Despite the market's ups and downs, opportunities always abound, says bargain hunter Thyra Zerhusen, who runs ABN AMRO Mid-Cap Fund/N (CHTTX). Because she generally looks to where a stock will be in one year, she doesn't mind if a company has a bad quarter -- unlike many on Wall Street.
The mid-cap segment often provides overlooked bargains, according to Zerhusen, because investors more often focus on large- and small-cap stocks. She predicts gains for consumer-discretionary stocks, including Reader's Digest (RDA), Scholastic Corp. (SCHL), and Borg Warner (BWA).
Zerhusen's strategy has met with success. For the five-year period through June, the fund rose an average annualized 9.2%, vs. 5.4% for its mid-cap blend peers. This year through the end of July, it's up 24.5%, vs. 18.2% for its peers. Based on risk and return characteristics over the last three years, Standard & Poor's awards the fund its highest overall rank of 5 Stars.

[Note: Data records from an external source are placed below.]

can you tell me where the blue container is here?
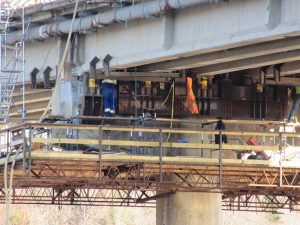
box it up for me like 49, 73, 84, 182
177, 139, 188, 143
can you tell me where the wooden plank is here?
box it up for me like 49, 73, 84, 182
281, 133, 300, 138
13, 97, 50, 106
28, 151, 297, 168
32, 137, 279, 151
30, 123, 100, 131
29, 123, 283, 137
9, 108, 50, 117
13, 89, 52, 97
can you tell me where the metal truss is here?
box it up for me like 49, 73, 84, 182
0, 158, 299, 211
30, 162, 300, 190
222, 191, 300, 213
0, 187, 157, 207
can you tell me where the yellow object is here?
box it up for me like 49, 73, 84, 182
145, 81, 151, 89
89, 78, 96, 88
296, 86, 300, 94
257, 83, 263, 92
200, 78, 208, 90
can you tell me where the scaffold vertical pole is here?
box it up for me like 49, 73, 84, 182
22, 7, 26, 122
279, 132, 283, 187
6, 129, 9, 156
130, 127, 133, 155
159, 128, 163, 183
219, 131, 223, 187
27, 124, 32, 176
201, 132, 204, 158
22, 125, 27, 175
99, 125, 103, 179
262, 126, 266, 146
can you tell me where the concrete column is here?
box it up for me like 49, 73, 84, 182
156, 120, 223, 225
157, 192, 222, 225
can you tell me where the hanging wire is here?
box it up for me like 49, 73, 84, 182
132, 80, 174, 111
166, 80, 175, 142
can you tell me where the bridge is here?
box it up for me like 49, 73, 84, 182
2, 0, 300, 224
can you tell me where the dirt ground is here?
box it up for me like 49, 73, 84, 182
0, 205, 299, 225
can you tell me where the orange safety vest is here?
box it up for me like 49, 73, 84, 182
184, 77, 199, 114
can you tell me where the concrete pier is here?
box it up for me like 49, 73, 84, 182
156, 120, 222, 225
157, 192, 222, 225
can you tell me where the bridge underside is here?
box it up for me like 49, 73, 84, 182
8, 0, 300, 85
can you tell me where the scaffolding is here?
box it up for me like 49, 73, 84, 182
0, 1, 25, 123
0, 120, 300, 212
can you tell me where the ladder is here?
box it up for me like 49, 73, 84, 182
0, 1, 25, 124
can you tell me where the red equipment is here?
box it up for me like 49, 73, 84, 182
247, 137, 271, 160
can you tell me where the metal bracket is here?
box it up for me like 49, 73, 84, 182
274, 64, 283, 83
30, 67, 39, 89
259, 66, 269, 85
103, 54, 112, 77
43, 66, 52, 89
90, 56, 100, 78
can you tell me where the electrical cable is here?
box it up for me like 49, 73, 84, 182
165, 80, 174, 142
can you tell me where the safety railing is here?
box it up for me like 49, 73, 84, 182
1, 122, 300, 159
1, 122, 297, 163
0, 123, 300, 165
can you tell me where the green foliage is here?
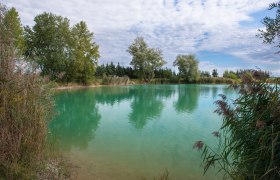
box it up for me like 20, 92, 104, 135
24, 13, 99, 84
259, 2, 280, 49
194, 70, 280, 179
200, 71, 211, 78
24, 12, 71, 80
2, 7, 24, 54
127, 37, 166, 82
173, 54, 200, 82
198, 77, 237, 84
95, 62, 136, 79
70, 21, 100, 84
154, 68, 173, 79
212, 69, 218, 77
223, 70, 238, 80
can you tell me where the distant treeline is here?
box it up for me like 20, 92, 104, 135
95, 62, 174, 79
94, 62, 271, 85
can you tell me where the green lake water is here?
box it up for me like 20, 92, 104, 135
49, 84, 237, 180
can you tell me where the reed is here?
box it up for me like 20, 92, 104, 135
194, 70, 280, 179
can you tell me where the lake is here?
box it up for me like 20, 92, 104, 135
49, 84, 237, 180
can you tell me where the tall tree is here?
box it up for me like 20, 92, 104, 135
127, 37, 166, 82
24, 12, 71, 80
173, 54, 200, 82
259, 2, 280, 51
2, 7, 24, 55
70, 21, 99, 84
24, 14, 99, 83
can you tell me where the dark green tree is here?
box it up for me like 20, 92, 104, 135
200, 71, 211, 78
24, 14, 99, 83
212, 69, 218, 77
24, 12, 71, 80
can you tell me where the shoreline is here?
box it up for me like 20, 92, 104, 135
52, 82, 235, 90
52, 83, 137, 90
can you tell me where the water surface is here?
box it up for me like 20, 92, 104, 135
50, 84, 237, 180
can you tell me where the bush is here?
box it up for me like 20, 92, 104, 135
194, 71, 280, 179
150, 78, 172, 84
198, 77, 238, 84
102, 75, 129, 85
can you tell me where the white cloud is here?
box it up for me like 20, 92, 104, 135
3, 0, 279, 74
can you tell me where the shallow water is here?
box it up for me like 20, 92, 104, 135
49, 84, 237, 180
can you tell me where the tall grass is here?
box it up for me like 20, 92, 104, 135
102, 75, 129, 85
0, 4, 54, 178
194, 70, 280, 179
198, 77, 239, 84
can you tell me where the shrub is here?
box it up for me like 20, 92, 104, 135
102, 75, 129, 85
194, 70, 280, 179
198, 77, 238, 84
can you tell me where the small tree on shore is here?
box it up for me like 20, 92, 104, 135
173, 54, 200, 82
127, 37, 166, 82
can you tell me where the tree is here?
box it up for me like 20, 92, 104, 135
223, 70, 238, 80
154, 68, 172, 79
259, 2, 280, 50
2, 7, 24, 55
24, 12, 72, 80
173, 54, 200, 82
127, 37, 166, 82
70, 21, 99, 84
200, 71, 211, 78
24, 13, 99, 83
212, 69, 218, 77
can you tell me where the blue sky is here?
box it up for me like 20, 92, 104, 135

Bill Gerdes of S&P's Fund Advisor recently spoke with Zerhusen about the fund's strategy. Edited excerpts from their conversation follow:
Q: Have you found fewer attractively priced stocks because of this year's market rally?
A: There's always something to buy. Companies have a bad quarter, so the stock falls. At the end of the first quarter, I found several attractive names, including Andrew Corp. (ANDW), Veritas (VTS), and Reuters Group (RTRSY).
Q: What's your approach to valuations?
A: I look at various criteria: price-earnings multiples, growth rates, and in some industries, market cap to revenue ratios. Right now, Reader's Digest and Scholastic are selling at fractions of their revenues. Basically, my decisions are bottom up.
Q: Why should investors consider mid-cap stocks?
A: They fall between the cracks. Most stockholders focus on large-cap and small-cap stocks, so the mid-cap segment is somewhat overlooked and less efficient than other areas. You can find mid-cap companies that are growing faster than large-cap companies and have better liquidity than small caps. Also, it's easier to get access to managements of mid-cap companies than of large-cap companies. I talk to the CEOs of some of my mid-cap holdings.
Also, I often find companies that aren't well covered by Wall Street analysts. I owned a stock that wasn't covered by any Wall Street analysts -- Wallace Computer -- that was taken over this year.
Q: What is your turnover?
A: I like to have a turnover rate of about 45% and aim for no more than 35 holdings. I do a lot of my own research, so I focus on a small number of companies. I don't want to have more than a 6% position in any one stock. Once it gets to 5%, I trim it.
Q: The fund tends to be more volatile than its peers?
A: Several holdings have been taken over, so I had to reinvest the money. Some of my new positions initially went down.
Q: Why does the fund have good long-term returns?
A: I can live with a stock that has one bad quarter. I always ask where a stock could be be one year from now.
Q: Would you mention a long-term holding that you particularly like?
A: I've owned American Power Conversion (APCC) for a long time, but sometimes the stock runs up, so I periodically trim my holdings.
Q: What are the largest sectors in the fund?
A: Consumer discretionary is over 25% of the fund. My holdings in that sector include Readers Digest, Reuters, and Borg Warner. Information technology is over 20% of the fund. Stocks in that sector have risen, so I've been trimming some positions. I own Unisys Corp. (UIS), which is my biggest holding, Progress Software (PRGS), and Andrew.